PAK SOPIR DAN PEDAGANG YANG JUALAN MAKANAN DI SIANG ROMADLON

 MAKAN               Malam dan siang bukanlah penghalang untuk melakukan perjalanan bagi mereka yang ada keperluan seperti pedagang umpamanya. Walaupun sedang melaksanakan ibadah puasa romadlon dan matahari dengan panasnya mulai menyengat, mereka tetap tidak menghiraukanya. Hal itu di lakukan demi menghidupi keluarga mereka yang merupakan amanah dari yang maha kuasa.

Tetapi yang namanya manusia selalu tidak selamanya dalam kondisi yang fit atau juga sehat, karena memang manusia adalah makhluk yang tidak sempurna, sehingga terkadang karena faktor kecapean dan situasi bisa menyebabkan mereka yang sedang bepergian mengalami dehidrasi yang berlebihan.

Apakah membatalkan puasa bagi orang yang bepergian jauh di perbolehkan?

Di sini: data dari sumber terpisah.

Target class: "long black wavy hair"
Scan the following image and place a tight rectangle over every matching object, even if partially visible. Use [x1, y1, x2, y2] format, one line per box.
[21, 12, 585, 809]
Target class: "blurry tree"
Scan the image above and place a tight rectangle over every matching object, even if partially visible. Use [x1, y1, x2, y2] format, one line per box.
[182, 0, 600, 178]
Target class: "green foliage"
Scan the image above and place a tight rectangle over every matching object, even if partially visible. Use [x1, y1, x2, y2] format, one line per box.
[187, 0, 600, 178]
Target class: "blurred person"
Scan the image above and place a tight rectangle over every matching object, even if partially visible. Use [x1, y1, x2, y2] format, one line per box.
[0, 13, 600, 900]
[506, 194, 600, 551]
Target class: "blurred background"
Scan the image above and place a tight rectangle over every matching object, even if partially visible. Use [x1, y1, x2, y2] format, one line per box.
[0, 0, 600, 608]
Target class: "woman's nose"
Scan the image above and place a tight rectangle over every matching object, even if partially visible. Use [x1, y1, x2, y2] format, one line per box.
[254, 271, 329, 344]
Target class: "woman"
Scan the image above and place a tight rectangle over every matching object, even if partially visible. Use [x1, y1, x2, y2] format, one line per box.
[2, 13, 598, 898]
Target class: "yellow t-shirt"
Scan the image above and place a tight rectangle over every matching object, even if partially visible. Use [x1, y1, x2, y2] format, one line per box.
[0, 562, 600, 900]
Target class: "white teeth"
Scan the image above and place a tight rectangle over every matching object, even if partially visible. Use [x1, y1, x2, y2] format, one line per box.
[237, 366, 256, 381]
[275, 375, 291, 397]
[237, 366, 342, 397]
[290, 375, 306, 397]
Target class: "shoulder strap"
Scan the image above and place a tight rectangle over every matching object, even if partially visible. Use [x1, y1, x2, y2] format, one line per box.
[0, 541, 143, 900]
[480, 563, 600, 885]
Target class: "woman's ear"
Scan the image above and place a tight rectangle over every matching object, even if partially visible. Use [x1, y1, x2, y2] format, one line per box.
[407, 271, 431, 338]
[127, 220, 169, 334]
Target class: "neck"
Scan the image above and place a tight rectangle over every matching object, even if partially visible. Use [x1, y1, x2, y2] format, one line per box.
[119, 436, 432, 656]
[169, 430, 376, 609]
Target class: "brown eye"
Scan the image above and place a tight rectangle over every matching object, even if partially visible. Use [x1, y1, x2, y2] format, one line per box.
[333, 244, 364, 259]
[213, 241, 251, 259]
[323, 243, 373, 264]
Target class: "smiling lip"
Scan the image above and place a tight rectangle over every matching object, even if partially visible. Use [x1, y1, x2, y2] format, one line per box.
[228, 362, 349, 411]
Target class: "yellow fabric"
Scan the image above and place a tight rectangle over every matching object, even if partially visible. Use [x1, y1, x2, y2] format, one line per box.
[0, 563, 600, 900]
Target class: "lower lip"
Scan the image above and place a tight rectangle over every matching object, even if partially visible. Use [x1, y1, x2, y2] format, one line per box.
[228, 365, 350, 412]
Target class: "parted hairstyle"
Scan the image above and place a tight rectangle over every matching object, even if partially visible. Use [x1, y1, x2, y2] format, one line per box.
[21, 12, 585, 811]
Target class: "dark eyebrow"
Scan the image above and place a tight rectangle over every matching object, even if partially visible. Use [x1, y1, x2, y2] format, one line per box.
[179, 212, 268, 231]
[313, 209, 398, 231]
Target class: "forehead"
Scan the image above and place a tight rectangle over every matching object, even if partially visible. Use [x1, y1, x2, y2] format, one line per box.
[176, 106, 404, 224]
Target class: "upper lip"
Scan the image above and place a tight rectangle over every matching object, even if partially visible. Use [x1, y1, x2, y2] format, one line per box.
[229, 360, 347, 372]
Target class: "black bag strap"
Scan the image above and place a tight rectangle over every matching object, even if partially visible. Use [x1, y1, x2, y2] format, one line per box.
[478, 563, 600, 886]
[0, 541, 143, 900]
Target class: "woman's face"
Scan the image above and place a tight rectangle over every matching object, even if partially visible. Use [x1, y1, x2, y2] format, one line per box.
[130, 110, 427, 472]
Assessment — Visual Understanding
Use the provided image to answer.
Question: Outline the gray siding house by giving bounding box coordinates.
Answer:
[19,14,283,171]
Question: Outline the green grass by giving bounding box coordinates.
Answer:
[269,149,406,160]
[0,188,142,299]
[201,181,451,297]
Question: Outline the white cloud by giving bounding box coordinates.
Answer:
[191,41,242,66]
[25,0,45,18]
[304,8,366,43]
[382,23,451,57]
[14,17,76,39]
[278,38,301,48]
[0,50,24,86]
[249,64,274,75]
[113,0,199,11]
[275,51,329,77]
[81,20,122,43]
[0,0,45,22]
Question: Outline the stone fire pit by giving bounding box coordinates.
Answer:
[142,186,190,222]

Sementara perginya mereka dari rumah setelah terbitnya fajar?

Di dalam kitab Marqotus Su’udit Tashdiq halaman 43 yang merupakan syarah dari kitab Sulam Munajat di jelaskan bahwa orang yang bepergian setelah terbitnya fajar maka tidak boleh membatalkan puasa, karena di perbolehkanya musafir membatalkan puasa adalah jika perginya sebelum fajar.

Namun, menurut Imam Muzani hal seperti dalam masalah di atas tetap di perbolehkan membatalkan puasa.

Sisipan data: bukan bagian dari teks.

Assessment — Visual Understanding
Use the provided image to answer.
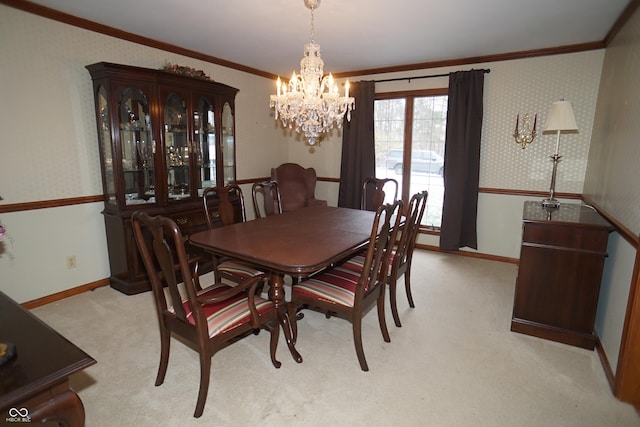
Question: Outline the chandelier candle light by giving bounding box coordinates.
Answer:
[542,99,578,209]
[269,0,355,145]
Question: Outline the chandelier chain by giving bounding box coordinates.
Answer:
[269,0,355,145]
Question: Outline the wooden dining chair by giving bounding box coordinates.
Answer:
[202,184,263,283]
[251,181,282,218]
[132,211,280,418]
[387,190,429,327]
[287,201,402,371]
[360,177,398,211]
[271,163,327,212]
[348,190,429,327]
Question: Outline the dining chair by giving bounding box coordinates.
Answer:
[387,190,429,327]
[271,163,327,212]
[132,211,280,418]
[360,177,398,211]
[345,190,429,327]
[287,200,402,371]
[251,181,282,218]
[202,184,263,283]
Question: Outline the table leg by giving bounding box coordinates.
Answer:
[269,273,302,363]
[29,383,85,427]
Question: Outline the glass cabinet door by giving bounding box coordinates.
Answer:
[193,97,217,196]
[164,92,192,200]
[97,86,117,205]
[117,88,155,205]
[221,102,236,185]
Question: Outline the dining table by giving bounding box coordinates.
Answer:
[189,206,375,363]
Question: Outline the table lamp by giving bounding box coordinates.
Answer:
[542,99,578,209]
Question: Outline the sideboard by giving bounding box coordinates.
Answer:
[511,201,613,350]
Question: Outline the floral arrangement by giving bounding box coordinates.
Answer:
[162,62,211,80]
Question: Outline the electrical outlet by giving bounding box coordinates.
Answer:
[67,255,76,268]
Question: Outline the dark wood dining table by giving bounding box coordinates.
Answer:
[189,206,375,362]
[0,292,96,427]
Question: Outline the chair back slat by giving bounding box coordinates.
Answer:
[132,211,204,324]
[251,180,282,218]
[202,184,247,228]
[393,190,429,265]
[360,177,398,211]
[356,200,402,300]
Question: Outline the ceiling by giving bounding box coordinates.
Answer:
[23,0,631,76]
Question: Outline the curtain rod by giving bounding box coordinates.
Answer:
[374,68,491,83]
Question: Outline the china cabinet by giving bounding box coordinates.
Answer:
[86,62,238,294]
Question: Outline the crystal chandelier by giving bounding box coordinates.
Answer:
[269,0,355,145]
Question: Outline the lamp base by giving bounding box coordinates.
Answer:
[0,342,17,366]
[542,198,560,209]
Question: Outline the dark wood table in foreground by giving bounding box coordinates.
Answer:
[0,292,96,427]
[189,206,375,362]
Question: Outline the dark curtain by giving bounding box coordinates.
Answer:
[338,81,376,209]
[440,70,485,250]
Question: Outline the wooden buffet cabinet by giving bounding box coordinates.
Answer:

Masih seputar pedagang, di mana kata terpaksa sering di buat alasan sebagai pembenaran dari semua perbuatan yang di larang syari’at, sebagaimana realita yang terjadi di sekeliling kita. Walaupun sudah tahu bulan puasa masih saja ada pedagang yang jualan makanan di siang hari.

Sebenarnya, bolehkah menjual makanan di siang hari bulan romadlon?

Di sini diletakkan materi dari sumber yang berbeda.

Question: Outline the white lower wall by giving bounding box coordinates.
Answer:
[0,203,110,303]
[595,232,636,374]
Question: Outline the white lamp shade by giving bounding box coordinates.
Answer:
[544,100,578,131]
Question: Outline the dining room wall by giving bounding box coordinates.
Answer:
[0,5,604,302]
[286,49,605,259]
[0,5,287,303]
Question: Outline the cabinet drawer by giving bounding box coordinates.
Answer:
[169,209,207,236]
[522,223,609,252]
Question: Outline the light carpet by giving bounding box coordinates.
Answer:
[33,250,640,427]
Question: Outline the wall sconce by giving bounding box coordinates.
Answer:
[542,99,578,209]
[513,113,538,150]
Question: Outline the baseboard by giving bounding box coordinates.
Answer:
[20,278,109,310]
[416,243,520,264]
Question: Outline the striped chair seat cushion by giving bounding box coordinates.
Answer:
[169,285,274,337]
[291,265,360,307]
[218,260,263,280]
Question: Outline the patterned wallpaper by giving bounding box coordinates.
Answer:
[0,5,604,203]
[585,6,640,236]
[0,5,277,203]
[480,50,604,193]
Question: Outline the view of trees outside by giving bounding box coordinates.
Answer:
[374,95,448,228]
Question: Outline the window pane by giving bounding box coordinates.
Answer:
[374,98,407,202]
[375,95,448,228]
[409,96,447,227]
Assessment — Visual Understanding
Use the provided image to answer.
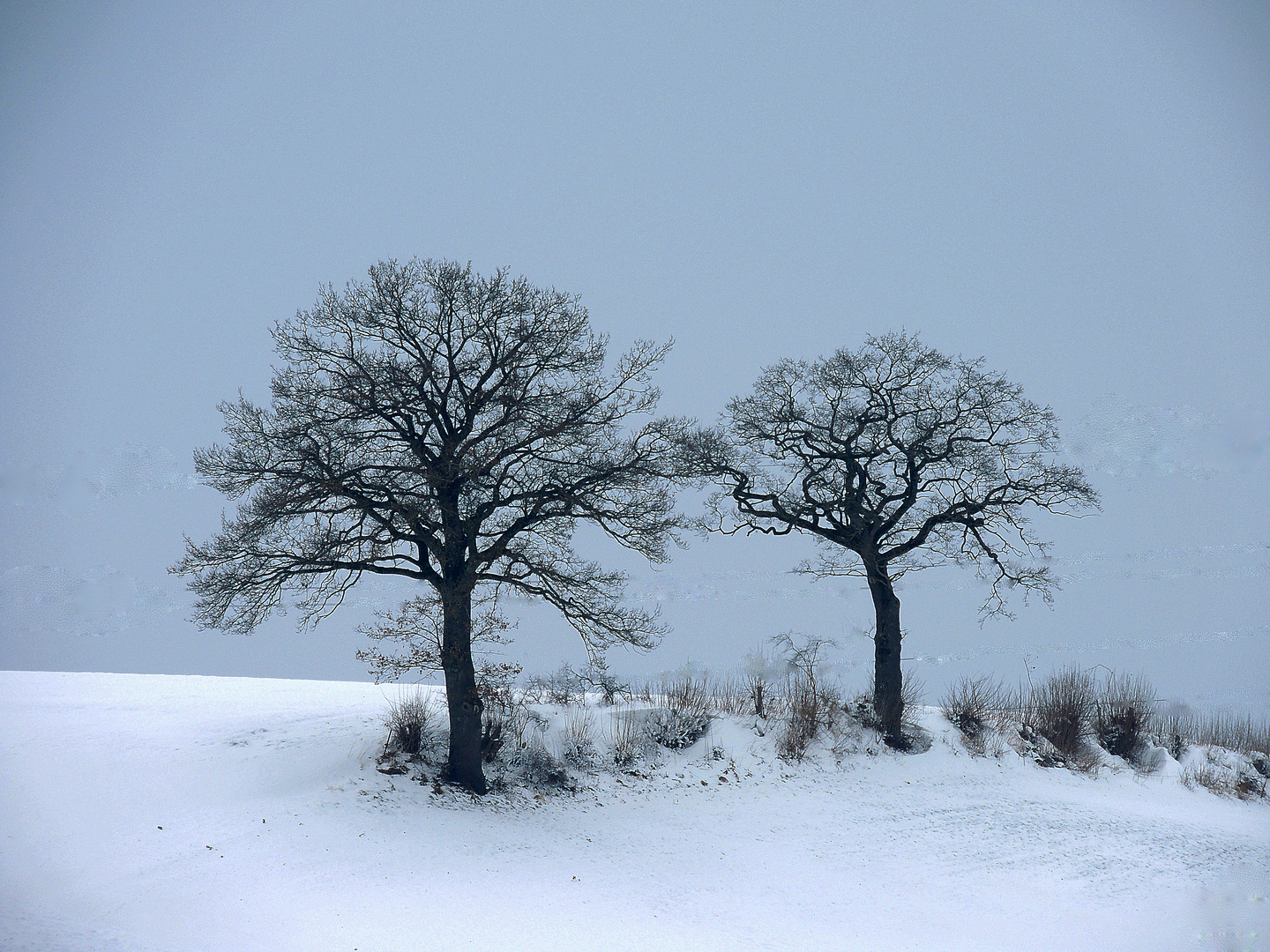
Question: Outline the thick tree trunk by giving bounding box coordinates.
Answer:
[441,589,488,793]
[866,562,904,747]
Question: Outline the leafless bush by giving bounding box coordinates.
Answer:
[646,677,713,750]
[560,707,600,770]
[776,678,820,761]
[607,710,649,770]
[505,744,574,788]
[940,675,1005,753]
[773,631,838,695]
[1021,667,1096,758]
[1094,674,1155,762]
[1160,713,1270,758]
[384,688,438,756]
[546,664,583,707]
[578,666,632,707]
[647,707,710,750]
[741,652,776,718]
[480,707,505,764]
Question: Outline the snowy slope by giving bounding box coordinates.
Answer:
[0,672,1270,952]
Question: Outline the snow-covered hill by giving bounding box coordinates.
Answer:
[0,672,1270,952]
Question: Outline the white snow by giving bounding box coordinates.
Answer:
[0,672,1270,952]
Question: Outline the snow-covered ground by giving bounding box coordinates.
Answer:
[0,672,1270,952]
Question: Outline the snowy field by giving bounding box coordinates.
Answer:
[0,672,1270,952]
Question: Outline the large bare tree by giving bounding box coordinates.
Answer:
[173,260,687,792]
[692,332,1097,747]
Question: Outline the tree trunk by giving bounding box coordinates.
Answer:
[865,561,904,747]
[441,588,488,793]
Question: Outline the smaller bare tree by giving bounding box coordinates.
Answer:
[690,334,1097,747]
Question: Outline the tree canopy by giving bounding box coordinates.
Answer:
[173,260,688,790]
[693,332,1097,740]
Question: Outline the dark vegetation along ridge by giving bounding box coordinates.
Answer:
[377,659,1270,800]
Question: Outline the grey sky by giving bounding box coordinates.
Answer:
[0,3,1270,704]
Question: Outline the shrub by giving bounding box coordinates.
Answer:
[776,678,820,761]
[1094,675,1155,762]
[1021,667,1094,758]
[1160,706,1270,759]
[940,675,1005,753]
[609,710,649,770]
[646,706,711,750]
[578,666,631,707]
[505,744,572,788]
[480,707,505,764]
[546,664,583,707]
[560,709,598,770]
[384,688,438,756]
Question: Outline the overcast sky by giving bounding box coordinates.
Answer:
[0,0,1270,710]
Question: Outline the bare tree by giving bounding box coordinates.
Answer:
[691,332,1097,747]
[173,260,687,792]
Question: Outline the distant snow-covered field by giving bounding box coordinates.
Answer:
[0,672,1270,952]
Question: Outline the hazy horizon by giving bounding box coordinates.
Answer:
[0,3,1270,715]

Masalah menjual makanan di siang hari bulan romadlon sudah di jelaskan di dalam kitab I’anatut Tholibin juz 3 halaman 29 dan kitab Tuhfatul Mukhtaj juz 3 halaman 317,

Bahwa menjual makanan di siang hari bulan romadlon adalah tidak di perbolehkan, jika yang membelinya adalah di yakini dan di ketahui akan memakanya di siang hari bulan romadlon, dan boleh menjual makanan di siang hari bulan romadlon yang akan di makan untuk berbuka puasa.

Berbeda dengan pedagang, yaitu ketika yang bepergian adalah pak sopir yang selalu berada di perjalanan antar kota bahkan profinsi, hal itu di lakukan juga karena faktor tuntutan ekonomi. Kemudian, apakah bagi pak sopir di perbolehkan membatalkan puasa, mengingat pak sopir selalu bepergian?

Pak sopir memang di perbolehkan membatalkan puasa, jika mempunyai harapan ada waktu muqim(tidak bepergian) yang di gunakan untuk mengqodloi puasa yang di batalkanya. Namun menurut Ibnu Hajar, pak sopir boleh membatalkan puasanya meskipun tidak ada waktu muqim baginya, dan qodlo puasanya juga di lakukan di perjalanan. Masalah ini di terangkan dalam kitab Nihayatul Muhtaj juz 3 halaman 52, kitab Hasyiyah Qolyubi juz 2 halaman 82 dan kitab I’anatut Tholibin juz 2 halaman 88 juga kitab Kasyifatus Saja halaman 155.